Algunos de estos personajes saben que ellos no son los que el público quiere ver, y tienen la noble intención de cooperar con los verdaderos protagonistas para que sean ellos quienes obtienen la gracia. Porque quieren la satisfacción de que sus chistes sean escuchados por el público, sin importar quién los diga. De modo que piensan un chiste de formato pregunta-respuesta y hacen la pregunta. No siempre la respuesta es la esperada, pero eso no es problema: si llega a ser necesario, el periodista comediante la indicará con mayor o menor sutileza, según el caso.

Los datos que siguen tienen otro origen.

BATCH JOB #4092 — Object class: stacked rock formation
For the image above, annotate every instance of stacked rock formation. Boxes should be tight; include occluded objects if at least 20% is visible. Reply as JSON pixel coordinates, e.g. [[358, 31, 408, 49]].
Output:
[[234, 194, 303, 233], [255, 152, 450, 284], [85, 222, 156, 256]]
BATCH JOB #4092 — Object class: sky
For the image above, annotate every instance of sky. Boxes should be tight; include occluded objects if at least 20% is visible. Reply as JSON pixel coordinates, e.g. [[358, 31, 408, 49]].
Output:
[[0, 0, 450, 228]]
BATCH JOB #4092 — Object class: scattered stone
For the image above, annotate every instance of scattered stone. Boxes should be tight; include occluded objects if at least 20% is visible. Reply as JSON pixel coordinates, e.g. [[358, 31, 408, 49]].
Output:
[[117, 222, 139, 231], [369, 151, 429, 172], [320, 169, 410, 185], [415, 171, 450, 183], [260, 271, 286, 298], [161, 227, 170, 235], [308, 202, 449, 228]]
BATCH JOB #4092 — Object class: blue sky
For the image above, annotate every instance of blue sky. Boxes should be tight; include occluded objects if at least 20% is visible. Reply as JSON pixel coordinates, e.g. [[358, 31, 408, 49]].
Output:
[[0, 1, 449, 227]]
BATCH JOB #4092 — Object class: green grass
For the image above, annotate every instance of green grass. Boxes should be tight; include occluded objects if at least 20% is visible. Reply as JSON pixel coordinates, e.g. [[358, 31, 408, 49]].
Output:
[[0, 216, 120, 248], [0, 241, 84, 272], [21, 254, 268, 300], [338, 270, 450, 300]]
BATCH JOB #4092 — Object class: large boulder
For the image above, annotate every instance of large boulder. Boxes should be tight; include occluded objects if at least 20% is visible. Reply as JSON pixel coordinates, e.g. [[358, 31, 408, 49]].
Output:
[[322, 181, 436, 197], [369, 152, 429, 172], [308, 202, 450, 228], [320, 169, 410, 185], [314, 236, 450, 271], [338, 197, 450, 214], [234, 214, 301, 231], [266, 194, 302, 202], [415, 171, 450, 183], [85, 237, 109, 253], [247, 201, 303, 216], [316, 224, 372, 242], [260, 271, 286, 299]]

El humor en la mayoría de los casos proviene de metáforas sexuales. Ése es el secreto de todo gran comediante, porque ya se sabe que cuando el público recuerda la existencia del sexo, ríe. Se trata de un principio que ningún sociólogo ha sabido dilucidar, pero es utilizado por algunos de los más exitosos comediantes, profesionales o no. Eso sí: se requiere una gran capacidad de transmisión de ideas, porque el público no necesariamente asumirá que palabras como “mojar”, “colocar” o “manguera” se utilizan para aludir al sexo.

Hay algunos periodistas/comediantes que han hecho carrera en esa especialidad. Algunos de ellos, sin otros talentos, son enviados a los más grandes eventos del mundo para que hagan notas a miembros del público, con quienes compiten para ver quién es más ocurrente. Este método permite eludir el peligro de enganchar a algún jugador sin sentido del humor y que tenga la intención de escaparse de la nota. También sirve para evitar tener que transitar barreras idiomáticas: sólo es necesario buscar a alguien que no entienda el idioma que habla, decirle cosas ofensivas y extraer de ese modo la gracia de una situación que, sin su tarea, no la tendría. Otros periodistas/comediantes menos experimentados, para evitar la humillación de tener que conformarse con entrevistar al público, se ven obligados a utilizar el poco sutil recurso de agarrar a los jugadores de un brazo.

Anexo: Los poetas

Un grupo aledaño al de los comediantes es el de los poetas. Son los que alguien les puso la idea en la cabeza de que son maestros de las palabras, y siempre creen que nunca se le ocurrió a nadie lo que ellos pensaron. Están persuadidos de que son el fruto del amor de Borges y Bioy. Son los que, si Gimnasia le gana a Boca, titulan “en la Boca del Lobo”, y se sorprenden porque aún no recibieron el Nobel de literatura.

Pero no se quedan ahí. Algunos tienen la intención de ser profundos y elaboran largas elucubraciones en las que, ellos piensan, hacen lucir su ingenio. En general son colecciones de lugares comunes que cubren el tiempo/espacio requerido sin lograr disimular lo que resulta notorio: el autor no tiene nada para decir.

Muchos de ellos tratan de comparar al fútbol con las bellas artes, porque tienen la idea de que el deporte es una actividad inferior, aunque están al tanto de que forma parte de la cultura. Creen que saber de fútbol no es suficiente para ser una persona completa, y por eso tienen la intención de ilustrar al público con sus conocimientos de filosofía, pintura, ballet, música clásica (de la cual tienen la idea de que es la única que realmente vale la pena a pesar de que nunca la escuchan), cine francés y teatro. No suelen concurrir a museos ni otros foros artísticos, prefieren quedarse mirando fútbol. Pero tienen culpa, y tratan de liberarse de ella con la fusión de la poesía y el periodismo deportivo.